A bristly mat by the door. The lock clunked when Solomon turned the key. All of us inside. All of us breathing heavily and looking at each other with relief.
Safe, at last.
22
It had been days since Solomon p
ulled the shades on the windows and gave us the usual warnings: Do not open the curtains. Do not go outside. Do not to make any noise. Open the door for no one.
He had not returned as he usually did.
We listened for his key in the lock. I was sure I heard it many times, but when I went to the entryway, the lock was not turning and Solomon was not there.
We listened, too, for anything unusual.

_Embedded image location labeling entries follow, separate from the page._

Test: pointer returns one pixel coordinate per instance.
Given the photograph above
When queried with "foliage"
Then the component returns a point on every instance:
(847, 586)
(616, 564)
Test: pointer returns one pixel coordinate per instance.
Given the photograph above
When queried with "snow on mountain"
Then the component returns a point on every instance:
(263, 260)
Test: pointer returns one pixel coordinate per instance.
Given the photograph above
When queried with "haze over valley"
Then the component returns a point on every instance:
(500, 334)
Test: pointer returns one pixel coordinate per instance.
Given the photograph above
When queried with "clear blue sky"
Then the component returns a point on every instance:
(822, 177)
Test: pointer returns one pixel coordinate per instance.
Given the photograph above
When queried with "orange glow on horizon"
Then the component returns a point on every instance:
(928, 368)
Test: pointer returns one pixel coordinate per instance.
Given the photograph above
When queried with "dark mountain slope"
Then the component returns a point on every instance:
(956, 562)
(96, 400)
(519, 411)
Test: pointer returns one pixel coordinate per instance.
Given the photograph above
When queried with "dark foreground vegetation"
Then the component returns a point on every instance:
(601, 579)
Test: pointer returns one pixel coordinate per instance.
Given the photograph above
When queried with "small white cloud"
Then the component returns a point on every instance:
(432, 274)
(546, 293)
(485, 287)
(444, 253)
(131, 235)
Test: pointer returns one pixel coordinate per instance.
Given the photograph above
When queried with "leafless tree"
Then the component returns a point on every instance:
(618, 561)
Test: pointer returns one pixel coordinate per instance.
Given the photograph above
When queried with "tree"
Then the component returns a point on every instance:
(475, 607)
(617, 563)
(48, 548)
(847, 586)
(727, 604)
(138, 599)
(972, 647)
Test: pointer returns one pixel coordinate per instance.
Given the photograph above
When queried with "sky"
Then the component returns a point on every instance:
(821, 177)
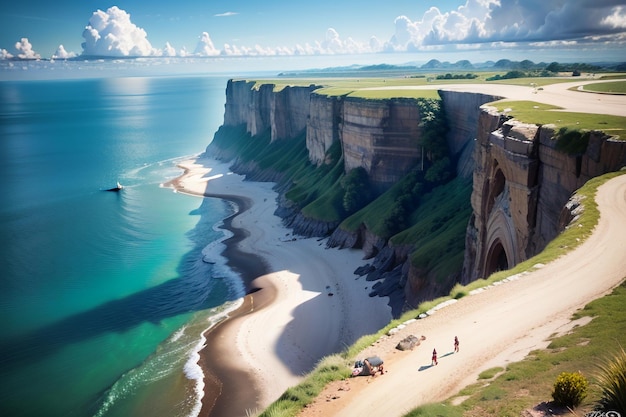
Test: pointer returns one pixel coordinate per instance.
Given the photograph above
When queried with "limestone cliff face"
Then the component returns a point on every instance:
(521, 182)
(462, 112)
(323, 126)
(380, 136)
(284, 112)
(521, 185)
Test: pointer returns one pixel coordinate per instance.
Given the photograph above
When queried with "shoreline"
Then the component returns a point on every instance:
(306, 300)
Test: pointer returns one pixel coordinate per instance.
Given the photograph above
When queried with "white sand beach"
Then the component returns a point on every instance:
(497, 326)
(320, 306)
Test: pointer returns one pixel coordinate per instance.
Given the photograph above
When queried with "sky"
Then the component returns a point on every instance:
(391, 31)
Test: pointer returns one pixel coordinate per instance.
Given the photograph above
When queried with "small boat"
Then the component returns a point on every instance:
(118, 187)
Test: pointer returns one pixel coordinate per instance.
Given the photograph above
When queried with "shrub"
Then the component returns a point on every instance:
(570, 389)
(612, 382)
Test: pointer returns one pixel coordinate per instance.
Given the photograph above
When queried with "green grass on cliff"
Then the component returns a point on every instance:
(617, 87)
(542, 114)
(438, 230)
(525, 384)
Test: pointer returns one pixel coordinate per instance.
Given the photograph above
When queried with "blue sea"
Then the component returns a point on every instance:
(104, 295)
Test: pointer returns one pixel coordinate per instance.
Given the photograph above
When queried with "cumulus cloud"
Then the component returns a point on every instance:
(169, 50)
(25, 50)
(4, 54)
(488, 21)
(205, 46)
(112, 34)
(617, 19)
(61, 53)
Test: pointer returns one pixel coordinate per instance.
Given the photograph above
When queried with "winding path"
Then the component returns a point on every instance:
(499, 325)
(503, 323)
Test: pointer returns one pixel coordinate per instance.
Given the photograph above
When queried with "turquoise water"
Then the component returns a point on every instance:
(103, 295)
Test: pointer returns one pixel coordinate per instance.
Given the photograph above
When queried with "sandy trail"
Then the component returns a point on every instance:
(556, 94)
(499, 325)
(280, 342)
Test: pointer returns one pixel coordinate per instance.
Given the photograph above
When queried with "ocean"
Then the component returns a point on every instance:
(104, 295)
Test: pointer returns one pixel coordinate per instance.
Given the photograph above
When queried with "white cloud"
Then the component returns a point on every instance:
(486, 21)
(4, 54)
(61, 53)
(169, 50)
(205, 46)
(617, 19)
(25, 50)
(112, 33)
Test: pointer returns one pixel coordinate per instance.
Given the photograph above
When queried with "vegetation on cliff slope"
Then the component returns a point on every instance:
(544, 114)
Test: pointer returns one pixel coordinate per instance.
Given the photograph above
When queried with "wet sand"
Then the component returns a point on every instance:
(303, 301)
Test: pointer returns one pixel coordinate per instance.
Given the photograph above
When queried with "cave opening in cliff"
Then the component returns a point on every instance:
(497, 259)
(497, 187)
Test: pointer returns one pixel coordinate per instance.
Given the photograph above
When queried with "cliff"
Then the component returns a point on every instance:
(521, 186)
(505, 206)
(284, 112)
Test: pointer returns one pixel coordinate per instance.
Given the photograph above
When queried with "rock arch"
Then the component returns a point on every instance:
(501, 239)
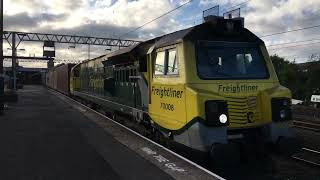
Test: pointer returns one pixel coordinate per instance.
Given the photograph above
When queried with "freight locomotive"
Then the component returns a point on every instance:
(205, 88)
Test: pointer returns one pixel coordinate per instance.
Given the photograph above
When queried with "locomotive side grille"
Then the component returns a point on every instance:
(238, 109)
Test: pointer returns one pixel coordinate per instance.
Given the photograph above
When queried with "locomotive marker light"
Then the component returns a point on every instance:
(283, 114)
(223, 118)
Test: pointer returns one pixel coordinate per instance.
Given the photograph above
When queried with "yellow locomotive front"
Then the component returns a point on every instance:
(227, 88)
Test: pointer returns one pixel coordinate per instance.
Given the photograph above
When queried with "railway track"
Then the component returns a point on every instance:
(309, 125)
(308, 156)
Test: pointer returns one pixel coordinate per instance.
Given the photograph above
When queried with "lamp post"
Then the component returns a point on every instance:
(14, 61)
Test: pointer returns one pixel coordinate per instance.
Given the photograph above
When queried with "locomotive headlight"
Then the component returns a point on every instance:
(223, 118)
(281, 109)
(216, 113)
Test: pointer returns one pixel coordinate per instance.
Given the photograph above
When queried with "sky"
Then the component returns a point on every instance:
(114, 18)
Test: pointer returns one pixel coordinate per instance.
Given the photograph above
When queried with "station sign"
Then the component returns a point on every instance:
(315, 98)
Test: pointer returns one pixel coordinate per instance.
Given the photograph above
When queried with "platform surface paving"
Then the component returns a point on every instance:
(40, 140)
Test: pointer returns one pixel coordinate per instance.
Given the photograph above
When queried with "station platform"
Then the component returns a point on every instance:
(46, 135)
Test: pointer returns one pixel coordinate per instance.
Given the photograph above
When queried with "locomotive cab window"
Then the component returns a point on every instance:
(166, 62)
(230, 61)
(159, 66)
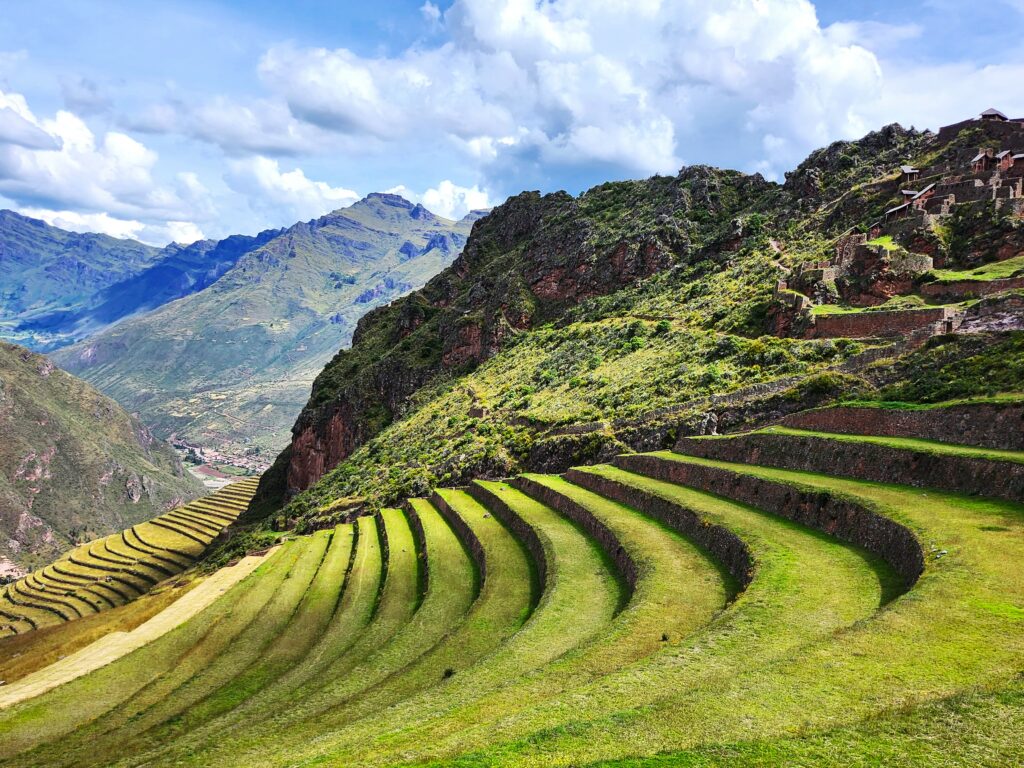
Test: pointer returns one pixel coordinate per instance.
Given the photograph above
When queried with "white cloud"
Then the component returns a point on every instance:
(84, 96)
(285, 196)
(57, 167)
(19, 127)
(606, 82)
(448, 199)
(159, 233)
(431, 12)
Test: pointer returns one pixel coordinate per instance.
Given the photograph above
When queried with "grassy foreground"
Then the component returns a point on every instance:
(573, 622)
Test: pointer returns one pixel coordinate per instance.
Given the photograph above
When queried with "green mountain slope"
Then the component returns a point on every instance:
(73, 464)
(571, 329)
(228, 368)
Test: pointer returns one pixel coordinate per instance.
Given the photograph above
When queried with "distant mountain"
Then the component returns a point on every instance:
(46, 270)
(73, 464)
(61, 287)
(230, 367)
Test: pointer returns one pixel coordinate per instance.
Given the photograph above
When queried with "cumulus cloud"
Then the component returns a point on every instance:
(579, 82)
(431, 12)
(262, 126)
(285, 196)
(155, 233)
(19, 127)
(448, 199)
(57, 167)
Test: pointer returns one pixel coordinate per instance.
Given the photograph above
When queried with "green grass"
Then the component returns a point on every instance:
(374, 656)
(993, 270)
(1008, 398)
(578, 603)
(937, 640)
(886, 241)
(903, 443)
(102, 694)
(502, 607)
(678, 590)
(786, 605)
(105, 572)
(824, 658)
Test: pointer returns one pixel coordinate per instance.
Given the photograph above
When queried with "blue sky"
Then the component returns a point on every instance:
(178, 120)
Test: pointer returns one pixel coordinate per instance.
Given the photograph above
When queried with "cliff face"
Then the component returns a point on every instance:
(529, 262)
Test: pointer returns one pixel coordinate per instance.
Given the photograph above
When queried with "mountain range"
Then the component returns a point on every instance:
(227, 365)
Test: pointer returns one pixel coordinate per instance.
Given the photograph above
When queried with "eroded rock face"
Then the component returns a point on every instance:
(317, 448)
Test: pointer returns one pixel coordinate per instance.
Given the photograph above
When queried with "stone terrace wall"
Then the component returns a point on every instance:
(965, 289)
(873, 325)
(864, 461)
(842, 517)
(727, 548)
(984, 425)
(466, 536)
(420, 541)
(583, 517)
(519, 527)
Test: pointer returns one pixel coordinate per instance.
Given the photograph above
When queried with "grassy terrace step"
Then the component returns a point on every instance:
(110, 571)
(673, 589)
(469, 630)
(450, 579)
(994, 422)
(103, 696)
(582, 594)
(912, 462)
(283, 633)
(27, 653)
(786, 605)
(351, 615)
(957, 629)
(115, 644)
(186, 687)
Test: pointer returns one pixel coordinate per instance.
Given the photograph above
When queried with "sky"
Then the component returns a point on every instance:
(180, 120)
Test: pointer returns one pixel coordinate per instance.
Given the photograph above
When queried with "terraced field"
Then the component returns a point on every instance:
(112, 571)
(758, 599)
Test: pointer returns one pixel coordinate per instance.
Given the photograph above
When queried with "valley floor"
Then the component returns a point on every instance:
(755, 599)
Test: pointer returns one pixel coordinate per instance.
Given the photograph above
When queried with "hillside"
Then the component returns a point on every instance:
(666, 608)
(774, 513)
(46, 271)
(572, 329)
(229, 367)
(73, 464)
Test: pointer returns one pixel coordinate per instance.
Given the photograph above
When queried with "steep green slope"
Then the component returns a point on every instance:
(571, 329)
(73, 464)
(229, 367)
(46, 270)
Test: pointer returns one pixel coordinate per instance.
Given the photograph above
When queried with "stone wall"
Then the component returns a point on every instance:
(842, 517)
(727, 548)
(965, 289)
(865, 461)
(519, 527)
(420, 541)
(466, 536)
(984, 425)
(871, 325)
(583, 517)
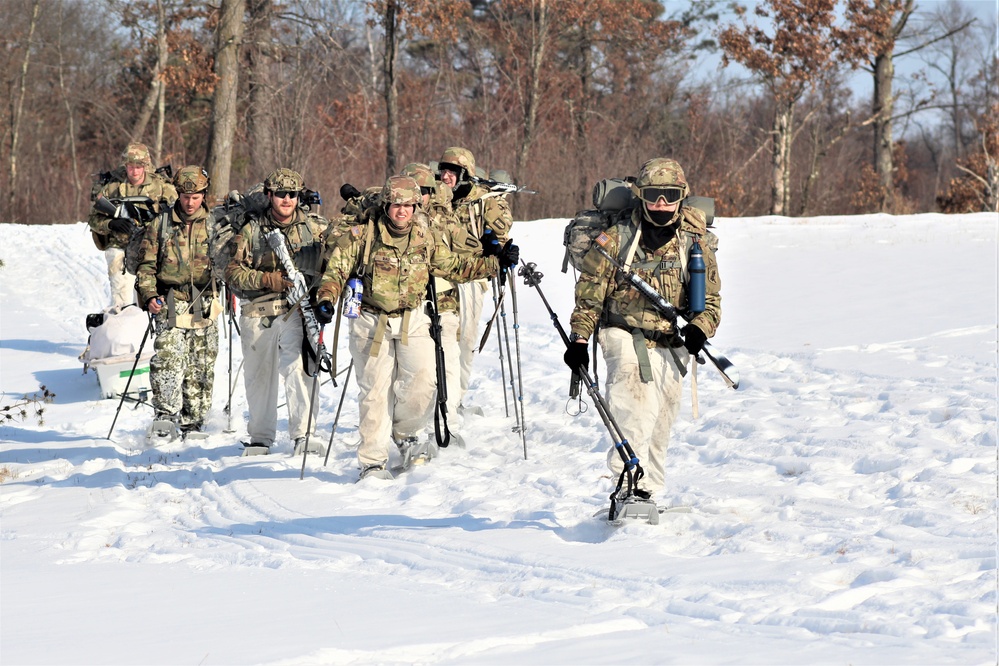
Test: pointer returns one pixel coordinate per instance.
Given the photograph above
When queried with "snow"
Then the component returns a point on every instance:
(843, 499)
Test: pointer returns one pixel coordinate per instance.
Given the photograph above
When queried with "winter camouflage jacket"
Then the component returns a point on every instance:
(155, 186)
(397, 268)
(603, 296)
(181, 263)
(305, 234)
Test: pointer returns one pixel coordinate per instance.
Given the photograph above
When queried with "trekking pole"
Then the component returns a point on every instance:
(520, 373)
(336, 419)
(633, 471)
(128, 383)
(505, 334)
(497, 299)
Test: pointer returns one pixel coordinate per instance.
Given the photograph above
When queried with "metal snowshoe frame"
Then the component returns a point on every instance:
(627, 500)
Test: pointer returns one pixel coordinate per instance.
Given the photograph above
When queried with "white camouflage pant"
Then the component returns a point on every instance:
(644, 411)
(396, 388)
(470, 298)
(272, 351)
(122, 283)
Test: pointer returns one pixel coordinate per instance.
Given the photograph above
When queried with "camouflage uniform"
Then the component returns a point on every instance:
(272, 340)
(390, 341)
(633, 333)
(176, 267)
(113, 243)
(476, 210)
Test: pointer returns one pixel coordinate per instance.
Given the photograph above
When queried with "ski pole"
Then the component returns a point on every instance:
(128, 383)
(336, 419)
(520, 373)
(632, 468)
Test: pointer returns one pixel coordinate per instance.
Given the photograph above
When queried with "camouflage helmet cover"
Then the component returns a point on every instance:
(421, 173)
(457, 156)
(191, 180)
(662, 172)
(137, 153)
(284, 180)
(402, 190)
(501, 176)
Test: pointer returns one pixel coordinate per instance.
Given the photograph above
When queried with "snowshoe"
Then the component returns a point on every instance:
(315, 446)
(375, 472)
(255, 449)
(162, 431)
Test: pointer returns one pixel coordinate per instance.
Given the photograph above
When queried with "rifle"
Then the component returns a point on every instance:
(724, 366)
(440, 409)
(497, 186)
(298, 295)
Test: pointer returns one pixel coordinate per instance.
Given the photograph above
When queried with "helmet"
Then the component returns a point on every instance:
(501, 176)
(421, 173)
(662, 172)
(137, 153)
(458, 157)
(401, 190)
(284, 180)
(191, 180)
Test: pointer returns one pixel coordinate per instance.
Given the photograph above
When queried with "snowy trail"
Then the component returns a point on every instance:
(843, 497)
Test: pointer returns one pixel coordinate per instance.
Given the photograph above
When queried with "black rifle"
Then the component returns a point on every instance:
(440, 409)
(724, 366)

But every noise was strange and frightening. The creaking of a wooden floor when someone passed the door outside, a yell, the bark of the dog below us, even the gurgling of a toilet. Our nerves were stretched and tied in knots.
Where was Solomon? What if he had been caught?
I stood to the side of the large window.
What would it hurt to look outside? Just a peek. Just one little peek. No one would know.
I nudged the blind slowly away from the window and held it there, making sure to stay to the side, out of sight.
I was above the trees, looking down into a crown of leaves, the branches in dark contrast. I could see the bricked street and the benches, looking nearly as small as they had when I was in the airplane.
I looked both ways. Nothing moved. The street was deserted.
There was no one to see me. There was no danger.
Letting the blind flap against my back, I pressed the left side of my face against the cool glass and stretched my eyes to where I had seen the waterway on the day we arrived.
Where were we? I scanned the street. There were no signs on shops to give me clues. Everything was plain, all the buildings across and down the street were built with identical brick and identical windows.
It was then that I saw him. Standing very still in the window across from me, slightly to the left, one story up. Bald head. White T-shirt without sleeves.
I ducked to the floor, back pressed against the wall.
What had I done? The man from the street who had told Solomon to jiggle the key. It was him. He had seen me. Clear as day.